Even a girl like me, who grew up in the wild countryside gets swept up in it. I’d say I want horseback riding, trees, and quiet and long walks. Then I’d still open my laptop at 6 a.m. and tell myself I’d rest later. Later rarely comes.
After more than 20 years living and working in Silicon Valley, I’ve seen how easily ambition turns into constant activation. Full calendars. Back-to-back meetings. Notifications that never end. And somewhere in the middle of all that, we start calling exhaustion “normal.”
Here, ambition is oxygen and pace is a point of pride. Busy isn’t accidental. It’s admired. It’s expected. It’s often how we measure ourselves. It’s also often a crutch….
Full calendars. Back-to-back meetings. Constant input. We call it driven. Responsible. Successful. But beneath that surface, something else happens.
When the nervous system stays activated for too long, it forgets how to settle. Cortisol remains elevated. The amygdala becomes more reactive. The prefrontal cortex, the part of the brain that helps us pause and choose wisely, gets overridden.
Research from neuroscientists like Dr. Richard Davidson shows that even brief mindfulness practices strengthen the circuits that regulate emotion and build resilience. Making a conscious effort to do something small can change so much.
Small moments of awareness literally reshape how we respond.
The problem is not ambition. The problem is never recovering.
nd sometimes, if we’re honest, busyness becomes something else.
A distraction.
A buffer.
A way of avoiding the harder conversations.
Is it possible that if we are always moving, then we don’t have to sit with uncertainty? We don’t have to feel grief or doubt. We don’t have to listen deeply to someone who needs more time than we think we have. We don’t have to ask whether this pace is sustainable.
But what if instead of buying into the trend of constant urgency, we experimented with something quieter?
What if we practiced simply arriving?
Not quitting our jobs. Not abandoning responsibility. Just inserting moments of awareness into the day.
Because science knows something we don’t always admit to ourselves.
The nervous system needs rhythm and natural attunement, just like any other instrument.
Attunement to our environment.
Activation and rest.
Effort and settling.
Without settling, performance drops. Creativity narrows. Compassion thins out. We become more reactive and less available to the people we care about.
Recovery doesn’t require a retreat.

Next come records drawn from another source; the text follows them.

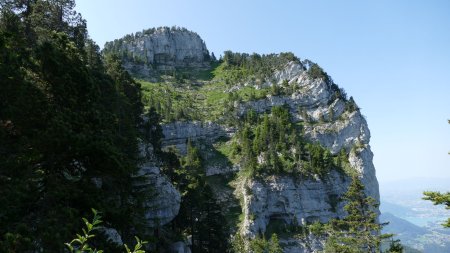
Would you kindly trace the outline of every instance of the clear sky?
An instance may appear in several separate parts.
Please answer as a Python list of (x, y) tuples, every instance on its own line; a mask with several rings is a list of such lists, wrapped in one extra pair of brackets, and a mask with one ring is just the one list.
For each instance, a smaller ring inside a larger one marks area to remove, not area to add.
[(77, 0), (77, 10), (101, 47), (176, 25), (216, 56), (315, 61), (362, 108), (380, 182), (450, 179), (450, 1)]

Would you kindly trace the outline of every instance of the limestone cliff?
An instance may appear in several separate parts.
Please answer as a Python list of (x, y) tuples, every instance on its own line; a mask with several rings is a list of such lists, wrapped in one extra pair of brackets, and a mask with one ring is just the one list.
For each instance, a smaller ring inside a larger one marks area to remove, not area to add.
[(134, 76), (150, 78), (156, 71), (207, 67), (205, 42), (184, 28), (148, 29), (105, 44), (104, 53), (122, 56), (124, 67)]
[[(124, 66), (140, 78), (150, 77), (155, 70), (206, 67), (210, 61), (201, 38), (184, 29), (149, 30), (108, 43), (105, 51), (108, 50), (122, 53)], [(244, 54), (243, 57), (253, 56)], [(239, 124), (227, 120), (242, 120), (250, 110), (263, 114), (274, 106), (287, 108), (293, 123), (301, 125), (302, 136), (309, 143), (319, 143), (332, 155), (343, 152), (347, 169), (357, 173), (365, 185), (366, 195), (379, 201), (378, 182), (369, 145), (370, 131), (353, 98), (348, 99), (326, 73), (308, 60), (300, 61), (289, 55), (269, 57), (270, 61), (276, 63), (266, 68), (270, 69), (269, 72), (258, 76), (251, 76), (250, 73), (249, 77), (241, 77), (231, 83), (224, 78), (239, 76), (240, 72), (229, 74), (226, 72), (230, 69), (228, 65), (222, 66), (224, 63), (215, 62), (212, 68), (225, 71), (225, 74), (217, 74), (206, 81), (197, 80), (194, 85), (185, 80), (178, 83), (178, 80), (173, 79), (165, 80), (164, 84), (147, 84), (150, 88), (162, 89), (159, 94), (173, 92), (168, 98), (188, 101), (180, 102), (184, 107), (190, 105), (193, 110), (201, 110), (201, 116), (189, 118), (183, 114), (184, 108), (181, 108), (179, 114), (184, 115), (183, 118), (173, 120), (169, 116), (174, 113), (167, 111), (167, 108), (172, 108), (178, 101), (163, 105), (167, 101), (156, 103), (161, 110), (166, 108), (165, 114), (168, 115), (162, 124), (165, 136), (163, 148), (174, 148), (182, 156), (186, 153), (188, 139), (200, 148), (205, 160), (205, 174), (211, 179), (209, 182), (216, 201), (222, 205), (225, 214), (239, 210), (237, 215), (227, 215), (235, 217), (231, 221), (235, 226), (229, 231), (230, 234), (239, 232), (248, 240), (272, 231), (274, 224), (305, 226), (315, 221), (325, 223), (332, 218), (343, 218), (346, 213), (341, 197), (351, 181), (348, 173), (334, 169), (322, 176), (273, 174), (235, 177), (239, 175), (237, 172), (241, 164), (239, 160), (232, 159), (226, 150), (231, 145), (230, 139), (239, 131)], [(258, 59), (257, 56), (255, 58)], [(219, 64), (222, 65), (217, 68)], [(271, 89), (283, 92), (270, 93)], [(249, 90), (253, 95), (246, 93)], [(243, 95), (231, 102), (224, 98), (236, 93)], [(159, 194), (149, 201), (149, 205), (155, 207), (148, 215), (150, 223), (169, 222), (178, 212), (180, 194), (160, 175), (158, 165), (151, 159), (143, 165), (141, 173), (153, 180)], [(241, 220), (237, 218), (239, 214)], [(280, 237), (280, 242), (285, 252), (309, 253), (321, 250), (324, 238), (312, 234), (303, 237), (285, 234)]]

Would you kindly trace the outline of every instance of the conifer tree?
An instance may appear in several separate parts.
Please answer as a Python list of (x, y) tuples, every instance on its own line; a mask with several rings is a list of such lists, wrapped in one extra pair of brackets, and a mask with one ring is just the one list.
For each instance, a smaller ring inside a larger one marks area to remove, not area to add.
[(332, 220), (331, 234), (326, 242), (325, 252), (379, 252), (382, 224), (377, 221), (378, 203), (366, 197), (364, 185), (353, 176), (348, 191), (343, 196), (347, 202), (344, 209), (347, 216)]

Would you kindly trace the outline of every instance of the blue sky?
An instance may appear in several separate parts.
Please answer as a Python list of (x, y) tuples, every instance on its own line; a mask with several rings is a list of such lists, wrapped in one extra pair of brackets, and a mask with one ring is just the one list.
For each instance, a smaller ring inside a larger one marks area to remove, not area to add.
[(450, 179), (450, 1), (78, 0), (77, 10), (101, 47), (176, 25), (216, 56), (315, 61), (362, 108), (380, 182)]

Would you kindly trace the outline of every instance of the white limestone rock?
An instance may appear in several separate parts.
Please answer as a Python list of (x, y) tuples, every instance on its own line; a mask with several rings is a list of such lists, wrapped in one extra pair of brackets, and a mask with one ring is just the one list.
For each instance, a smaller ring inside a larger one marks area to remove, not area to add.
[(149, 78), (154, 70), (209, 66), (205, 42), (184, 28), (160, 27), (153, 32), (126, 36), (121, 42), (108, 42), (105, 48), (119, 48), (124, 67), (134, 75)]

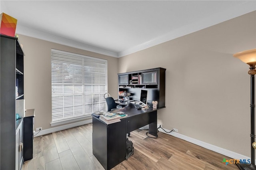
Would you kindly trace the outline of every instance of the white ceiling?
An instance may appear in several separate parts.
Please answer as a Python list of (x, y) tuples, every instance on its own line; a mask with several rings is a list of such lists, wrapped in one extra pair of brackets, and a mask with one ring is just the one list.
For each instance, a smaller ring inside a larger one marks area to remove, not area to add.
[(0, 0), (18, 34), (120, 57), (256, 10), (256, 0)]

It requires repetition.
A pause in the car before stepping out. Just one breath to let the body catch up.
A moment when your hand touches a doorknob. Why am I walking into this space? Am I rushing in with tension? Can I choose open awareness instead?
A conscious drop of the shoulders while waiting in line. A softening of the jaw in the middle of a meeting.

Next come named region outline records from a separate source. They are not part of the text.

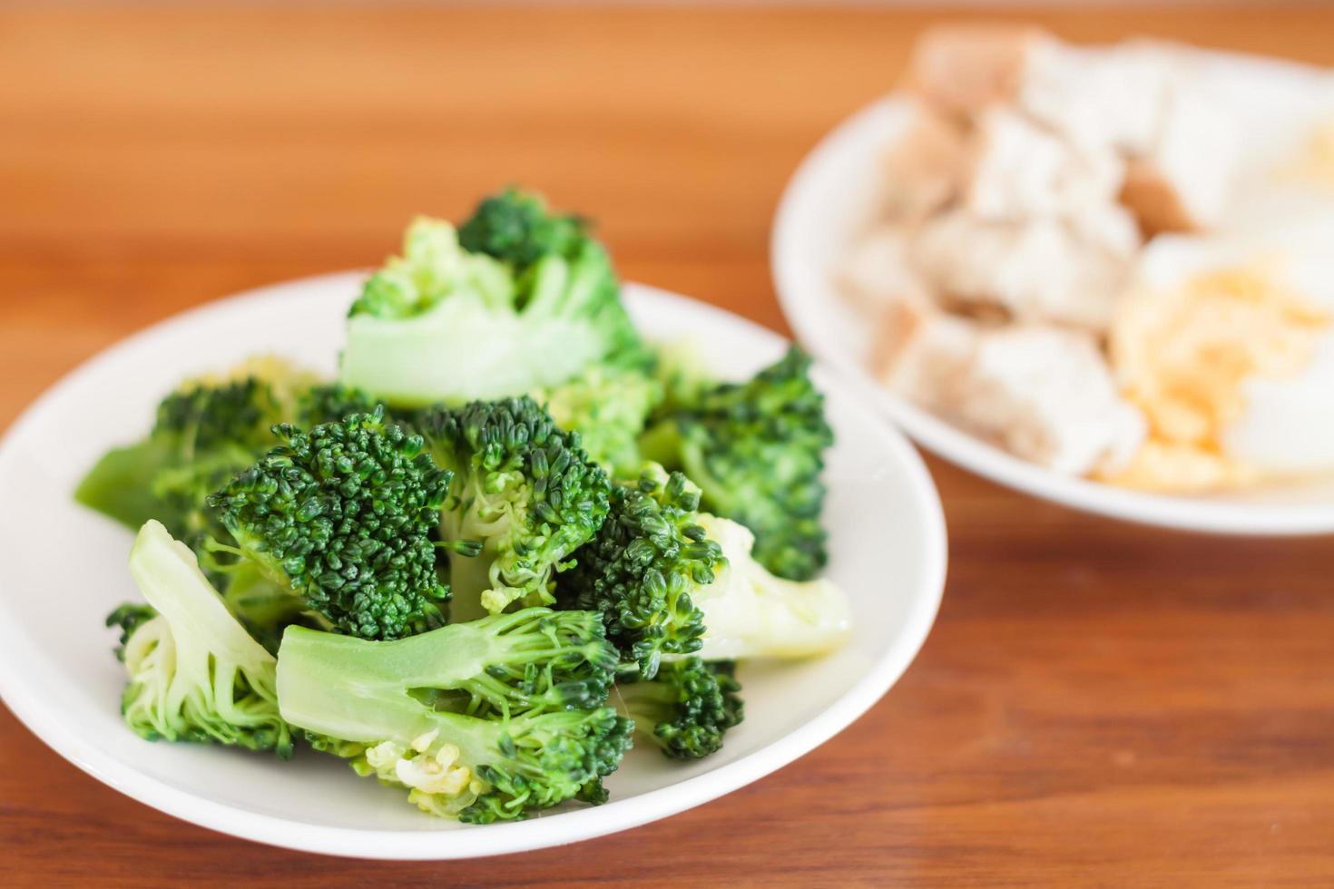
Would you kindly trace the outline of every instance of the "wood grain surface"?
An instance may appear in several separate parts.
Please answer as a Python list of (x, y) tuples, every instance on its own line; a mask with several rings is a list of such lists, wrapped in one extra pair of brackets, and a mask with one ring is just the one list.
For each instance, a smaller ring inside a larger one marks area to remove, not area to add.
[[(1334, 63), (1330, 8), (1027, 17)], [(144, 324), (375, 263), (412, 213), (510, 181), (596, 215), (628, 277), (786, 331), (780, 189), (931, 19), (8, 5), (0, 424)], [(931, 468), (951, 566), (922, 656), (723, 800), (522, 856), (342, 861), (139, 805), (0, 709), (0, 884), (1334, 884), (1330, 541), (1147, 530)]]

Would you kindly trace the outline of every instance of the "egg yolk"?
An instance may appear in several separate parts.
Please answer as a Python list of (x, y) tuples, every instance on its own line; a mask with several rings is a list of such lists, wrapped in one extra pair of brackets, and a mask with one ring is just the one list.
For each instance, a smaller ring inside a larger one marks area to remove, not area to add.
[(1149, 439), (1113, 484), (1202, 492), (1257, 473), (1227, 456), (1222, 435), (1246, 411), (1246, 380), (1294, 376), (1329, 316), (1263, 268), (1199, 275), (1171, 292), (1138, 292), (1113, 324), (1110, 357)]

These are not huge gestures. They are simple nervous system hygiene, and they add up.
When we sit down to eat and take even five seconds to consider where that meal came from, whose hands planted it, transported it, prepared it, gratitude becomes tangible. There are countless people holding this world together. We may never meet them all, but we can still appreciate them.
When we walk down the sidewalk without our phone for distraction and actually look, tulips are pushing through. A bird sings slightly out of season. Spring announces itself in subtle ways.

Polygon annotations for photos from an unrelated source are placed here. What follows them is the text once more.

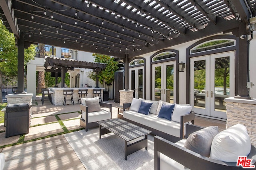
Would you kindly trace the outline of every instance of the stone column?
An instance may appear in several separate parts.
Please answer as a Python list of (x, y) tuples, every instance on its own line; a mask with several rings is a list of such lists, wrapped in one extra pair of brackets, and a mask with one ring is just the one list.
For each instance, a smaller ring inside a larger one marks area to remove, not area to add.
[[(32, 106), (32, 97), (33, 94), (27, 93), (26, 94), (9, 94), (6, 96), (7, 98), (7, 104), (21, 103), (28, 103), (29, 105)], [(31, 115), (32, 110), (31, 107), (29, 109), (29, 127), (31, 124)]]
[(228, 98), (227, 103), (226, 128), (240, 123), (247, 129), (252, 145), (256, 146), (256, 99)]
[(124, 103), (131, 103), (133, 98), (134, 90), (119, 90), (120, 92), (120, 105)]

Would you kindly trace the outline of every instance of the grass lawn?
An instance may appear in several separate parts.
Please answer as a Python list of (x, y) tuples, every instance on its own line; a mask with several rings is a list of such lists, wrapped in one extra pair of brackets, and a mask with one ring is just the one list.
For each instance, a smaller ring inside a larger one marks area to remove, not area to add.
[[(5, 108), (7, 106), (7, 103), (0, 104), (0, 110)], [(0, 123), (4, 121), (4, 111), (0, 111)]]

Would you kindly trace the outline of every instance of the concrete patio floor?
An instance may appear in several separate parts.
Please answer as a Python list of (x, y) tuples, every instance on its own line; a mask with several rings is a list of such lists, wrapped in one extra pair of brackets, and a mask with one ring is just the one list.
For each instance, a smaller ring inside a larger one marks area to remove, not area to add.
[[(39, 96), (34, 102), (37, 102), (38, 105), (32, 107), (32, 127), (30, 128), (29, 133), (25, 135), (24, 141), (63, 132), (56, 115), (68, 130), (82, 127), (80, 125), (80, 114), (78, 112), (80, 111), (79, 104), (55, 106), (45, 101), (42, 106)], [(114, 103), (113, 100), (107, 102), (112, 104), (112, 117), (117, 117), (117, 108), (115, 106), (119, 104)], [(44, 125), (45, 123), (50, 124)], [(197, 116), (194, 123), (206, 127), (217, 125), (220, 131), (226, 129), (226, 122)], [(33, 126), (35, 125), (37, 126)], [(4, 124), (0, 124), (0, 131), (5, 130)], [(6, 138), (5, 133), (1, 133), (0, 146), (16, 143), (20, 136)], [(0, 149), (0, 152), (5, 155), (4, 170), (85, 169), (63, 135)]]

Joy doesn’t have to be fireworks. Sometimes it’s simply noticing. Awe. Awareness.
None of this removes stress. Deadlines still exist. Responsibilities remain. But awareness changes how we meet them.
We snap less quickly.
We listen more fully.
We recover faster.
We become more human inside the pace.
Take a moment to reflect on your response to these questions:
-Where are we rushing right now, and is it necessary?
-What happens in the body when we pause for five seconds?
-What are we carrying from the last moment into this one?
-What small thing in front of us deserves appreciation?
-What would a tiny act of compassion look like today?
Here are a few small micro-experiments to play with. See how they land for you. Explore what sparks your interest.
-The next time you get in the car, sit for one breath to arrive in place before turning the key.
-The next time your hand lands on a doorknob, choose what mindset or intention you want to enter that room with.
-What if you let your shoulders drop down from around your ears, just for a moment right now? How does it feel?
Mindfulness in a busy world isn’t about stepping away from life. It’s about stepping into it with awareness.
We don’t have to abandon ambition. We don’t have to move to the forest. We don’t even have to meditate for an hour.
We just have to practice arriving. Ten seconds at a time.